Soccer-specific stadium in Milwaukee, Wisconsin

Iron District Stadium is a proposed 8,000-seat soccer-specific stadium in Milwaukee, Wisconsin. Once completed, it will be home to the city's yet-to-be-named USL Championship club and the Marquette Golden Eagles soccer and lacrosse teams. The stadium will be located in the city's Westown neighborhood on the corner of N. 6th St. and W. Michigan St. and is expected to be completed in 2026.

==History==
The stadium was first announced in May 2022 as part of the larger Iron District sports and entertainment district development, which will also include housing, a 3,500-seat concert venue, and retail space. The 11-acre property on which the district will be built was purchased from Marquette University. According to the developer, the Iron District will generate nearly $40 million a year and create 588 jobs, with more than $23 million in an annual payroll.

Initial construction on the development began in September 2022. At the official unveiling event for the USL Championship club on October 19, 2022, it was announced that work on the stadium had already begun, including the demolition of the abandoned Ramada Inn which stood on the property.

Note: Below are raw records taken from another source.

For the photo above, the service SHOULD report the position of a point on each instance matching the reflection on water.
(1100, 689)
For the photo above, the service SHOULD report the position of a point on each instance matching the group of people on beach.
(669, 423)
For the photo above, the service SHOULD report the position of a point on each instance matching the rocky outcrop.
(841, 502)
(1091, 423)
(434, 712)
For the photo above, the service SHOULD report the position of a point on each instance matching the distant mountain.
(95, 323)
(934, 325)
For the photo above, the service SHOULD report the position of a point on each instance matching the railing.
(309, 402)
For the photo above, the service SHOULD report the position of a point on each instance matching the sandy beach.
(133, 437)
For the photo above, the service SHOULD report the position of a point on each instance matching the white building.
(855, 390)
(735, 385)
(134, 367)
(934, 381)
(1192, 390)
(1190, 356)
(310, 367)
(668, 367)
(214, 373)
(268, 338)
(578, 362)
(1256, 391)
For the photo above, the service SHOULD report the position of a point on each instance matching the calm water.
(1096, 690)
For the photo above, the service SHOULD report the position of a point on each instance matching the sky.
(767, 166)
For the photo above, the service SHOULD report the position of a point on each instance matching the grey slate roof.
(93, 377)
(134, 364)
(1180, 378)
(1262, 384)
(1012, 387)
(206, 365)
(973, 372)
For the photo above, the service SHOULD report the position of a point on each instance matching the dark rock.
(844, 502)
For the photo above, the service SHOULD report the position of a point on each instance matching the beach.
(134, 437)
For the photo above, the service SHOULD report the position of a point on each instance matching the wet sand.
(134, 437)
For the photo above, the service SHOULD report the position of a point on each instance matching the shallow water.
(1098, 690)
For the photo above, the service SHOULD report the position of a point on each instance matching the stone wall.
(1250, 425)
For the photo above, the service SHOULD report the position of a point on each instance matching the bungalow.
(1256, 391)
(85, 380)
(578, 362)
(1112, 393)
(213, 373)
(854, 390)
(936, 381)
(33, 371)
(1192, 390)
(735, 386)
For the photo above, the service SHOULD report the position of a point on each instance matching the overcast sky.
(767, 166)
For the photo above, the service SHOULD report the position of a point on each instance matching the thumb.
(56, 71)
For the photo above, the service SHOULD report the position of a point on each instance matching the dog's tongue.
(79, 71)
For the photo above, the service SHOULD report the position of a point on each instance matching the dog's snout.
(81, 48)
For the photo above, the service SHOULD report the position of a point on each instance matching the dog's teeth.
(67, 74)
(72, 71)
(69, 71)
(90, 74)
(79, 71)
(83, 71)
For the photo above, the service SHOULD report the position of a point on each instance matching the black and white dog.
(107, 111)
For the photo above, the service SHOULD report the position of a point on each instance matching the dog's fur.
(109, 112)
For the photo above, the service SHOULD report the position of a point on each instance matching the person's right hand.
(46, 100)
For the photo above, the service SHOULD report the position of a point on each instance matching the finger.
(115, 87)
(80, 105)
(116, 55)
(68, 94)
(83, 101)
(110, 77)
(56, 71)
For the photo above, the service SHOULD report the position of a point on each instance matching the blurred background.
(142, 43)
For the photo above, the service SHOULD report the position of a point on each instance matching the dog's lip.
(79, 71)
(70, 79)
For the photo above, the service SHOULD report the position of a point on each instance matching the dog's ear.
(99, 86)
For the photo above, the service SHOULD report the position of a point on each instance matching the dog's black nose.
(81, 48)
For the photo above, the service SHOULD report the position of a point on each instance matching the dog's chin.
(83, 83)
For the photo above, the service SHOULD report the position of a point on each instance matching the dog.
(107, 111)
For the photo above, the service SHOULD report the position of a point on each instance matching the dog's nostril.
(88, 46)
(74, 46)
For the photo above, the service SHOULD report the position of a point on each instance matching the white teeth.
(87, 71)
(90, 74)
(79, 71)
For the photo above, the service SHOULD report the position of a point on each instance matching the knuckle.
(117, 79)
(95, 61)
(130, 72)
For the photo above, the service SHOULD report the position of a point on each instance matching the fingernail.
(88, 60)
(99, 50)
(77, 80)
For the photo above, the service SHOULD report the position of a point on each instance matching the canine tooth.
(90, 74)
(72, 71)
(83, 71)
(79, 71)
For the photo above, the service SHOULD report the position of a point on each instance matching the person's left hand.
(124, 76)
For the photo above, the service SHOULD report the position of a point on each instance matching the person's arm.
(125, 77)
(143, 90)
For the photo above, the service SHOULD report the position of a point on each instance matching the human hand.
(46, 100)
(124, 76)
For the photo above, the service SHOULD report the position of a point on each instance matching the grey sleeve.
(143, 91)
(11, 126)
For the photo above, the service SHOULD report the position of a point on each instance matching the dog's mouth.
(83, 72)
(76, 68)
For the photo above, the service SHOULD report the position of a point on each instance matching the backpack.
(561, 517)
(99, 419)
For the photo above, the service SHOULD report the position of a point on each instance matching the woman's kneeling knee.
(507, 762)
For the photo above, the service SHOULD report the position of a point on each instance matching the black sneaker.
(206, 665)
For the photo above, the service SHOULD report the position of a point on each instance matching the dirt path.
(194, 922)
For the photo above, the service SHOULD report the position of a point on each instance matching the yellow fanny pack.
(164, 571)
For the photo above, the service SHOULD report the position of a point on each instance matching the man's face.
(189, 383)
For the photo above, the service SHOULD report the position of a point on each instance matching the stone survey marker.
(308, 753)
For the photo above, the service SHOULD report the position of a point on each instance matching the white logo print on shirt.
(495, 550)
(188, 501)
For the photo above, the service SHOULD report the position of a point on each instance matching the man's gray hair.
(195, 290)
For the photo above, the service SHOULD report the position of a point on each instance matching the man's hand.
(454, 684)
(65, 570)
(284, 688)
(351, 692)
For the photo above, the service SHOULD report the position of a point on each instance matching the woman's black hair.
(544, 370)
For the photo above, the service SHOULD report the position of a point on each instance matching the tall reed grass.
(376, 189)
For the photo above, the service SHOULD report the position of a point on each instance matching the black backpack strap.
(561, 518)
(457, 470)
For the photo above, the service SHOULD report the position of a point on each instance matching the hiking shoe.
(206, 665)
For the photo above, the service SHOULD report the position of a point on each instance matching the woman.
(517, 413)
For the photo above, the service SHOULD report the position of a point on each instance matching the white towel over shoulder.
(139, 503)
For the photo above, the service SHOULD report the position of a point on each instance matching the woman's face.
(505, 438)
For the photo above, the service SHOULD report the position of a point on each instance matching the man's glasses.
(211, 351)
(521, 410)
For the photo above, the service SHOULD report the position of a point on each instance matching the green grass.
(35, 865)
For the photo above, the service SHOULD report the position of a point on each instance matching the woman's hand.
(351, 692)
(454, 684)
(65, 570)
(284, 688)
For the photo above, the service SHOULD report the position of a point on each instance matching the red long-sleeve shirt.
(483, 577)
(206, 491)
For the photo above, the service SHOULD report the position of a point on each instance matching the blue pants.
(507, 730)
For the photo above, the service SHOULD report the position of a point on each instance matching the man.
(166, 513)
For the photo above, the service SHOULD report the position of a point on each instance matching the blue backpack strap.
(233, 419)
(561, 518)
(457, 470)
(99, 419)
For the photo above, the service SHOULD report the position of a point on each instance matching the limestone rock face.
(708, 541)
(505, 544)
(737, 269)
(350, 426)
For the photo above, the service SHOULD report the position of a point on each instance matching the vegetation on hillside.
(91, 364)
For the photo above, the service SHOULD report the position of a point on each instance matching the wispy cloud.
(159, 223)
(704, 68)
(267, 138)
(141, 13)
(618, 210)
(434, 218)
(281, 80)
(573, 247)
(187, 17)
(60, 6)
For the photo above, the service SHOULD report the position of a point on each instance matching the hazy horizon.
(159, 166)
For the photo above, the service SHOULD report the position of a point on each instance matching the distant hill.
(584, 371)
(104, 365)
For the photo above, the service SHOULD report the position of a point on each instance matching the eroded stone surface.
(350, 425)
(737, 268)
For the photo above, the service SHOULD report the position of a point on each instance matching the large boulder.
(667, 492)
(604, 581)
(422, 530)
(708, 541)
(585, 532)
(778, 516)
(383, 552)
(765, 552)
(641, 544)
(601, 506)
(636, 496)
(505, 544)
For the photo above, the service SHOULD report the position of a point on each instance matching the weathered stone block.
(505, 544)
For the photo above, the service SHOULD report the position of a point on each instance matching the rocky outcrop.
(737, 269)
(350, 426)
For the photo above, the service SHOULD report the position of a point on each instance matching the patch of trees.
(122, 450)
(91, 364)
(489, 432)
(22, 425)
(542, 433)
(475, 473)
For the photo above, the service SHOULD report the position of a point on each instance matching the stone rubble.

In June 2023, Republican state legislators blocked $9.3 million in state funds towards the project that had been allocated by Governor Tony Evers. On November 2, Evers was able to restore the funding with state money provided by the American Rescue Plan Act. The delay led to the developer pushing back the project's completion date (and the first season of the new soccer team) one year to 2026.

Construction on the stadium itself was initially expected to begin in early 2024. As of March 2026, no progress has seemingly been made on the construction of the stadium, leading people to believe that complications on pricing have been a factor in the delays of construction of Iron District Stadium.